As a CPA, you are often the first advisor to spot when a client’s retirement plan is underperforming. For some owner-clients, there is opportunity in making the full elective deferral under a 401(k) plan, using a safe harbor design to reduce testing limitations, filling the remaining defined contribution limit with nonelective contributions, and finally evaluating whether a cash balance plan can unlock much larger deductible contributions.

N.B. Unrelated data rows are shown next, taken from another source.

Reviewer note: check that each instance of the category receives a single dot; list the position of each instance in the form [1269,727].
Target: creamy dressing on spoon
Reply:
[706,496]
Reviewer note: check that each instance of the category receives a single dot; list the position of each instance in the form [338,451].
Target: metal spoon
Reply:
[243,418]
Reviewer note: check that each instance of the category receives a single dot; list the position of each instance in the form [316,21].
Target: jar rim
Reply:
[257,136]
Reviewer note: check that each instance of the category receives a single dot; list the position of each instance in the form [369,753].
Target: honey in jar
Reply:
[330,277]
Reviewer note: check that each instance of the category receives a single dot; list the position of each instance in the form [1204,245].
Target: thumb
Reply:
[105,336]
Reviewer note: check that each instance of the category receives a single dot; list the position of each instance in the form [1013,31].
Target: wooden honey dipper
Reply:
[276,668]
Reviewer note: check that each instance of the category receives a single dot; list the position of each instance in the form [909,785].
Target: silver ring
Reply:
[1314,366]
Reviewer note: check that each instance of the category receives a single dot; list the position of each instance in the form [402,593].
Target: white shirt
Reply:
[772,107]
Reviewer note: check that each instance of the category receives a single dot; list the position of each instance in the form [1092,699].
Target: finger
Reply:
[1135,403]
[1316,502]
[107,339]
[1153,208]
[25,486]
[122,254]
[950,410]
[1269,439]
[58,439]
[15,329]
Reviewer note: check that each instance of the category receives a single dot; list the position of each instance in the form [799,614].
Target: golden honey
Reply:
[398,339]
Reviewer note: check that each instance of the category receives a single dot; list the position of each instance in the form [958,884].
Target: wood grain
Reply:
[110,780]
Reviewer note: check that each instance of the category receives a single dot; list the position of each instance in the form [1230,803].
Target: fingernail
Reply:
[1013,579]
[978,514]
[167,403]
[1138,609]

The core 2026 limits give you the framework
The key thresholds for 2026:

  • $24,500 — elective deferral limit
  • $8,000 — regular age 50+ catch-up contribution
  • $11,250 — enhanced catch-up for participants who attain age 60, 61, 62, or 63 during 2026
  • $72,000 — Section 415(c) annual additions limit for defined contribution plans (catch-up contributions are on top of this amount)
  • $360,000 — compensation cap used for most plan calculations
  • $290,000 — Section 415(b) annual benefit limit for defined benefit plans

A safe harbor design is often a good approach

A properly designed safe harbor 401(k) plan can satisfy the usual ADP testing requirements and, where applicable, the ACP testing requirements. This can make it far easier for owners and other highly compensated employees to defer up to the full 2026 limit without depending on rank-and-file deferral behavior. Once the safe harbor structure is in place, the employer can usually use profit-sharing contributions to bring total defined contribution funding up toward the Section 415(c) ceiling.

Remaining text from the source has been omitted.